-高校卒業後は佐賀の短大に進学し、その後飲食店に就職。Uターン後に開業したトロルの看板メニューの一つ「壱岐牛ハンバーグ」は、長崎県特産品新作展にて奨励賞受賞の実績を残している。トロル店主としての顔だけでなく、書の現代美術作家としても活動しており、全国の展覧会に出展したり、個展を開催したりとマルチに活躍する。壱岐市出身。郷ノ浦町在住。-
Q1. 壱岐に来るまでは何をしていましたか?
佐賀にあるレストランBARで働き、仕事の傍ら音楽活動を行っていました。壱岐には結婚と妻の出産を機にUターンし、ちょうどそのタイミングで、現在のトロルの店舗となる居抜き物件の話をいただいたんです。Uターン後の仕事として飲食業を考えていたので、それを機に「洋食と珈琲の店トロル」の開業を決意しました。
ただ、これまで続けてきた音楽活動に関しては、自身の想いを音楽だけで表現することに行き詰まり、別の表現としてアートの世界にシフトしようと考えました。ほぼ素人からのスタートでしたが、仲間の支えもありアーティストとして多くの経験を積むことができ現在は飲食店経営だけでなく、書の現代美術作家としても活動しています。
Q2. 壱岐にこれがあったら(出来たら)良いなと思うものはなんですか
クリエイティブな人材が増えていくと嬉しいかな。
ジャンルは何でもいいんですが、現状、若者が自らカルチャーを創出していく環境があまり整っていない気がしているんですよね。もし、そうした場所が整備されて「壱岐に帰ってきても○○はできる」と若者らが思えるようになれば、Uターンはもちろん、Iターン増加にもつながって、壱岐はもっと盛り上がるんじゃないかなと思います。
Q3. 島外との違いを教えてください
同じ類の仕事でも、壱岐で活動しているだけでプラスに見てもらえることですね。これは料理、アート関係なく多くの仕事に共通していると思います。
「離島でその仕事をするの?すごいね!」と不思議に思われることがあるんですが、確かに、離島という環境だと都心に比べて必要なモノがすぐ手に入らないといった、制限はあると思います。
ただ、こうした限られた環境の中で商品や作品をつくるとき、モノに満ち溢れた環境では生み出せない新たなインスピレーションを得ることができると思うんです。私にとっては、この限られた環境下でなんとか自分の想いを表現しよう、というところに面白みがあるんですよ。壱岐の環境を不便なように思う方もいるかもしれませんが、この不便さによって私は多くの刺激を受けているので、島の環境に感謝ですね。
Q4. 休日の過ごし方を教えてください
休みは寝ているときだけで、それ以外は料理やアート、クリエイティブなことに時間を割いています。

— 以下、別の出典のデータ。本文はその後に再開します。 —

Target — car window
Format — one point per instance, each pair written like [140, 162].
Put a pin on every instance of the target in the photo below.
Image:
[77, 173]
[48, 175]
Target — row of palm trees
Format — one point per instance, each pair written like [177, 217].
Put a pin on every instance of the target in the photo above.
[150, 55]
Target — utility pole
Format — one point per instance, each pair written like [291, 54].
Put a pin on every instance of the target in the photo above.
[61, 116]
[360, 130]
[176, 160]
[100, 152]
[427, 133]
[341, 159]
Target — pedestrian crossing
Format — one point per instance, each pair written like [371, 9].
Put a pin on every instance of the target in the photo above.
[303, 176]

若い頃は暇を持て余して、ひたすらゲームをしたり、何の生産性もない時間を過ごして罪悪感に苛まれることもありました。当時に比べると、今は比べ物にならないくらい1日中動き回ってますが、自分で選んだ好きなことを1つ1つこなしていくのは、ゲームのステージをクリアしていくような感覚で楽しくやっています。

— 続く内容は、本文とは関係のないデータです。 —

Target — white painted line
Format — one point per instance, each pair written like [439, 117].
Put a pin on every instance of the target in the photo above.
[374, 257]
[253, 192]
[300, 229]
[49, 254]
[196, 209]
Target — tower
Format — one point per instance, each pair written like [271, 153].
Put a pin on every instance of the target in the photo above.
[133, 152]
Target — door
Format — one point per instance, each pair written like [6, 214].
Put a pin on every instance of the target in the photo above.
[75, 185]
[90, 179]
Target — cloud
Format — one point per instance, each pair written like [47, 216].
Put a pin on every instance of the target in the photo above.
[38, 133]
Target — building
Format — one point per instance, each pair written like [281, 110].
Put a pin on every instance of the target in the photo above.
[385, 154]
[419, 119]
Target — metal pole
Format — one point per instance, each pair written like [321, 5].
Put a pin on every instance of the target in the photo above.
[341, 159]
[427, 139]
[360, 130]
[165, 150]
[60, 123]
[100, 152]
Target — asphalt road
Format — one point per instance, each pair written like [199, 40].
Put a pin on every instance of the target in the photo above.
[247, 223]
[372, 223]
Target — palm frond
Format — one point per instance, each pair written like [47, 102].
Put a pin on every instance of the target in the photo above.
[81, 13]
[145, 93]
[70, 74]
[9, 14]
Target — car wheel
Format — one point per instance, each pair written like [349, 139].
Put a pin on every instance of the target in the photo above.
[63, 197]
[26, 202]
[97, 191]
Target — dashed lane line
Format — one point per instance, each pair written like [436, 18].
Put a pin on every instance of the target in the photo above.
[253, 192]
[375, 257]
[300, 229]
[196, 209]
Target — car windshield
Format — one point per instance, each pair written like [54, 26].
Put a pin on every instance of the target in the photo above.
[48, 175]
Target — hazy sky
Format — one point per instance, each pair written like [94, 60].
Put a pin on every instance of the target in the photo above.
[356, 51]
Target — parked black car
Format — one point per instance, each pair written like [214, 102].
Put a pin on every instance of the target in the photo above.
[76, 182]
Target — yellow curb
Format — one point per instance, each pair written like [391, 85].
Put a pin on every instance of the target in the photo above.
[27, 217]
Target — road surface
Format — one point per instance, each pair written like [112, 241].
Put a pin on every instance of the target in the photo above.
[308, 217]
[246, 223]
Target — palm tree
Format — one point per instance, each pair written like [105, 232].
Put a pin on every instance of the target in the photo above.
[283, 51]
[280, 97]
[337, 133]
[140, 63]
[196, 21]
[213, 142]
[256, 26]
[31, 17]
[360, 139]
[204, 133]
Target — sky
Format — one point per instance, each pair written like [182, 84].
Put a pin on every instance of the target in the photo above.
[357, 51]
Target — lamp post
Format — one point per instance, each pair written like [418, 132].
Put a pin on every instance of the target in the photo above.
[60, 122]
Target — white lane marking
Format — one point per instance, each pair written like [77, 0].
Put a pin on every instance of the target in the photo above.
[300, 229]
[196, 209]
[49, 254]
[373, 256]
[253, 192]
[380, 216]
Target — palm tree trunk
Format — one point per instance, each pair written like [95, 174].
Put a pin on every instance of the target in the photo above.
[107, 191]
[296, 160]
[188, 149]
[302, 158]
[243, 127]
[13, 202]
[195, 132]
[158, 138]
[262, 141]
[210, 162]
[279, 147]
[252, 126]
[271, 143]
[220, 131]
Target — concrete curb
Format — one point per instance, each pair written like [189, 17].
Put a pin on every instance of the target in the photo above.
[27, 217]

仕事に、家庭にと毎日忙しいですが、今の方がとても充実した時間を過ごせていますね。
Q5. あなたにとっての壱岐を一言で表すなら
「いろんなモノを貰うことができる島」かな。
それはアイデアだったり、インスピレーションだったり、ヒトそれぞれで受け取る物は違うと思いますが、この島でしか得られないものがあると思います。もちろん実際に生活するとなると、いいものだけじゃなくて、たくさんのヒトと関わる中で大変なこともあります。
だけど、島ならではの制限された環境でしか培うことができないものを私はたくさんもらって、その結果自身の創造力を磨き上げることができているので、クリエイティブなことに挑戦したい人にとってこの島は、魅力にあふれた環境かもしれないですね。
Photo by 髙田望
【壱州人辞典とは】
地元出身者・移住者・年齢・性別問わず、“壱岐に住む(暮らしている)人”を紹介していく企画です。
壱岐島の良さを伝えるには、その地に暮らす人にフォーカスを当てることが大切だと考え、魅力的だと感じる人を紹介していくことで「この人に会ってみたい。」「この人に 話を聞きたい。」という興味を持ってもらい、人が人を呼ぶようなサイクルを作りたいと思っています。
人から人へと辿っていくことで、私たちが知らない、壱岐の人もあまり知らない面白い人に出会いました。